Rapido is giving the brass market, and all the rest of HO, a serious run. Man, that's a loverly rendition.


----------



## D&J Railroad (Oct 4, 2013)

Ordered a few but have no idea when they will be delivered. Web site says they are still in design.
I'm currently putting dcc into a couple of Proto Power E8 UPs


----------



## Gramps (Feb 28, 2016)

Trainworld is advertising the early black Amtrak E8 so I guess that's the first one that will come.


----------



## Old_Hobo (Feb 20, 2014)

I’d say they are at least a year out.....if this hobby teaches us anything these days, it is patience.....


----------



## Severn (May 13, 2016)

Rapido seems to have poached an athearn guy. I don't own any rapido yet. I now own two sd90mac g2s which I really like. And 1 scale train sd60 operator which Iis good but I miss all the little add ons. Nothing rapido.


----------



## Old_Hobo (Feb 20, 2014)

Severn said:


> Rapido seems to have poached an athearn guy


What makes you say that?


----------



## Severn (May 13, 2016)

I read it. And saw it.


----------



## LateStarter (Mar 12, 2016)

Thank God...
They aren't listed in Frisco paint.


----------



## Boris (Dec 5, 2020)

They look very nice. FWIW, I'm still waiting on an SW-1200 ordered 23+ months ago. I'm getting too old to order that far ahead. BTW: the Black Amtrak Unit is a very limited 500 unit run in conjunction with Amtrak, as their 50th anniversary is coming up May 1, 2021.


----------



## blackz28 (Jan 6, 2013)

i preordered the 938 A & 938 B so im planning on a year out


----------



## Boris (Dec 5, 2020)

blackz28 said:


> i preordered the 938 A & 938 B so im planning on a year out


I'm almost sure that I'm going to pass on this run, maybe they will do a PC color scheme the next run.


----------



## Jscullans (Jul 8, 2019)

Are they going to offer them in the atsf paint scheme?


----------



## Old_Hobo (Feb 20, 2014)

Go to the link in my first post to see what the road names are......


----------



## Gramps (Feb 28, 2016)

I went on some photo sites and I'm curious if 4316 was a one of a kind paint scheme. I have not seen any other Amtrak E's in black and I also saw 4316 in silver/red.


----------



## Boris (Dec 5, 2020)

Gramps said:


> I went on some photo sites and I'm curious if 4316 was a one of a kind paint scheme. I have not seen any other Amtrak E's in black and I also saw 4316 in silver/red.

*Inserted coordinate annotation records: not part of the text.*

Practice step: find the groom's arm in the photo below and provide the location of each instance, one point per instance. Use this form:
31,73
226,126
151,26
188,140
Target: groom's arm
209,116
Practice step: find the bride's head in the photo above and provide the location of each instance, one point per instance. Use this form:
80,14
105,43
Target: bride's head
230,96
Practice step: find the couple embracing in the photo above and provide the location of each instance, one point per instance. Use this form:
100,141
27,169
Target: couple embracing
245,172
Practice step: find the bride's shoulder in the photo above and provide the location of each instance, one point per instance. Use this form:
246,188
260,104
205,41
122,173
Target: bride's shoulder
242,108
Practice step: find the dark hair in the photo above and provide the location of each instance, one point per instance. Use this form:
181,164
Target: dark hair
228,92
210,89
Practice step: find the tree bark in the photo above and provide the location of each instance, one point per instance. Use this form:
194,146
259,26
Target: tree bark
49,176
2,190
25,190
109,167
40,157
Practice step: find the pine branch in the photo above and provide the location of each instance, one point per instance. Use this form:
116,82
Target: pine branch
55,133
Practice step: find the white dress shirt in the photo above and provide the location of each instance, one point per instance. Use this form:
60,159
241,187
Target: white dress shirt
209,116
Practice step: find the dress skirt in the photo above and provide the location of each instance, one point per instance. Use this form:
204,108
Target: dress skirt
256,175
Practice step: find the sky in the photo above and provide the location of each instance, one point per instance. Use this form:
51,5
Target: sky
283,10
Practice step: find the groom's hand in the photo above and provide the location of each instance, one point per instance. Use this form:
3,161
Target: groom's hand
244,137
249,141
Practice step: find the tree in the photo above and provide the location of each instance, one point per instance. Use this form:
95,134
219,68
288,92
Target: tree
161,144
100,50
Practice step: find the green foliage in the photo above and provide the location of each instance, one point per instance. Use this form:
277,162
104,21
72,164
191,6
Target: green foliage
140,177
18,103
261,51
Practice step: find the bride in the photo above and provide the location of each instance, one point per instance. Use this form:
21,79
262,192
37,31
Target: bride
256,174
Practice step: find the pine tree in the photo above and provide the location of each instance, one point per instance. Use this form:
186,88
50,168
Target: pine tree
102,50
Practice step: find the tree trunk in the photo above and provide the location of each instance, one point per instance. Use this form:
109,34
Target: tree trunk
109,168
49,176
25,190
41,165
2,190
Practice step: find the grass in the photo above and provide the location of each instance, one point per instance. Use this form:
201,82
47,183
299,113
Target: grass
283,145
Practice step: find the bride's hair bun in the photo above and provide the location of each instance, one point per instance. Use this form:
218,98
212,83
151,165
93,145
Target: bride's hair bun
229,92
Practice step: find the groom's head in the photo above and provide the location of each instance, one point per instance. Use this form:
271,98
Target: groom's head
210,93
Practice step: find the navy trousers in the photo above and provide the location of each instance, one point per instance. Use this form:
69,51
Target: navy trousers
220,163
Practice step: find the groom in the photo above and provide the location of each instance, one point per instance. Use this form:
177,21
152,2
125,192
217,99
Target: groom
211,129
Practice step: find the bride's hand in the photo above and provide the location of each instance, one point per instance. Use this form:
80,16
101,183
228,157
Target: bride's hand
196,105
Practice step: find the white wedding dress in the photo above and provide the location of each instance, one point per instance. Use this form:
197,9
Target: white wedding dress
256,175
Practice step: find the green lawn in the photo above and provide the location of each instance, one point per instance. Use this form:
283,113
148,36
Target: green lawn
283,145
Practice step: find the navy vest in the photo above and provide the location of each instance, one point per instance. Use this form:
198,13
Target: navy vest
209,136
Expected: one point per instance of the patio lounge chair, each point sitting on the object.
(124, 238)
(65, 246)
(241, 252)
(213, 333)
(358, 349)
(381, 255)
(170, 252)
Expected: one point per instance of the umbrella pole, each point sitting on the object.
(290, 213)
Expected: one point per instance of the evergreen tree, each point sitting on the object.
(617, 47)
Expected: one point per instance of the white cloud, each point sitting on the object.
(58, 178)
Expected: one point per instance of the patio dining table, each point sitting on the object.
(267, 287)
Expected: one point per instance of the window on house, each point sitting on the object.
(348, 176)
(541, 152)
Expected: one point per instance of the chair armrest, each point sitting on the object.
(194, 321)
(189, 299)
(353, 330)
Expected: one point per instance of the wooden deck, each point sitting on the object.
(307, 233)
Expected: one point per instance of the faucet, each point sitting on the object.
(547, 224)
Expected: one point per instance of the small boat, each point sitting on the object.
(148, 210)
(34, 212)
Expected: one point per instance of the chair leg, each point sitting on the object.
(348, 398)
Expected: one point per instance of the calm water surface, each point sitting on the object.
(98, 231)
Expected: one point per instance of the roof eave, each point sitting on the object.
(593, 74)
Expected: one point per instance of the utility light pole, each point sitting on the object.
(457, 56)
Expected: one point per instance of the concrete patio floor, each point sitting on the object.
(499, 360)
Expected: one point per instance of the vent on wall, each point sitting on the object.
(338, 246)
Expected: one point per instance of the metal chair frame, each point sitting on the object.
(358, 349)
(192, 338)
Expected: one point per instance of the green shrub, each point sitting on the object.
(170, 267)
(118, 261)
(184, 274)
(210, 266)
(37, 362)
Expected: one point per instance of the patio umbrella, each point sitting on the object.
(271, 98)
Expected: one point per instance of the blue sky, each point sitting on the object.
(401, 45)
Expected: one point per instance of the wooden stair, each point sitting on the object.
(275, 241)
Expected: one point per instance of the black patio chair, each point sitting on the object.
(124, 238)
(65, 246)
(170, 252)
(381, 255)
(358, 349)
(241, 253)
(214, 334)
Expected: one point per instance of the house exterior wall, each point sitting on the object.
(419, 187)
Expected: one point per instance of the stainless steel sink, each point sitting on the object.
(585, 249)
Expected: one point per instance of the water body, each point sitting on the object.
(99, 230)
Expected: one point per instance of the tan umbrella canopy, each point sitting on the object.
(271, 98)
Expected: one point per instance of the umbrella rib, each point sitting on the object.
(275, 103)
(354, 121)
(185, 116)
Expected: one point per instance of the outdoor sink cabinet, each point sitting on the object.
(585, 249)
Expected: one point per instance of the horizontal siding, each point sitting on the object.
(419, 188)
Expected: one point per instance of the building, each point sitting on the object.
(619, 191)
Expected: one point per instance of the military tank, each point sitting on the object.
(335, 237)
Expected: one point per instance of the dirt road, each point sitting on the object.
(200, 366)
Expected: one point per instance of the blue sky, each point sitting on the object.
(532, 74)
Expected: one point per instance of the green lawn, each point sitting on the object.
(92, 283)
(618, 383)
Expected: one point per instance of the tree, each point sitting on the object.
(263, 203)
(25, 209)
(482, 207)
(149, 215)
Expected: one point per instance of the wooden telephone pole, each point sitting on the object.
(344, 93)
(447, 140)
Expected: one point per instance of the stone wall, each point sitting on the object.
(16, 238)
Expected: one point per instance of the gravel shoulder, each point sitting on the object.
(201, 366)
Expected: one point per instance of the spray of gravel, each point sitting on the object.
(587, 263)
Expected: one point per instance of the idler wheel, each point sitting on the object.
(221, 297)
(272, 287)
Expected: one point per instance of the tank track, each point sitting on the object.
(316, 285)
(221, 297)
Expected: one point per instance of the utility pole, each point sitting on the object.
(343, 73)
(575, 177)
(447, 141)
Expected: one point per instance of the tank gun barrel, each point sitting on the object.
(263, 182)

It was the "rollout" color scheme to publicize the start of Amtrak. I was a Penn Central E8 that was repainted black, with Amtrak highlights instead of the PC scheme. After Amtrak started to standardize their fleet it was renumbered and repainted again to contemporary Amtrak Phase 2 colors.


----------



## Gramps (Feb 28, 2016)

Thanks. I saw photos of several ex PC units that retained the black paint but no Amtrack markings, just renumbered 318, 319 and 321. I just wondered if any others received the rollout scheme. The only photo I found of 4316 was the pointless arrow phase 1 scheme. It was later renumbered 322.


----------



## Old_Hobo (Feb 20, 2014)

Just read that the Amtrak special 50 year scheme sold out on pre-order in 48 hours......they were only going to make 500.....but now Rapido has extended the order dead-line to Jan. 15, 2021, so if you wanted one, now’s the time.....


----------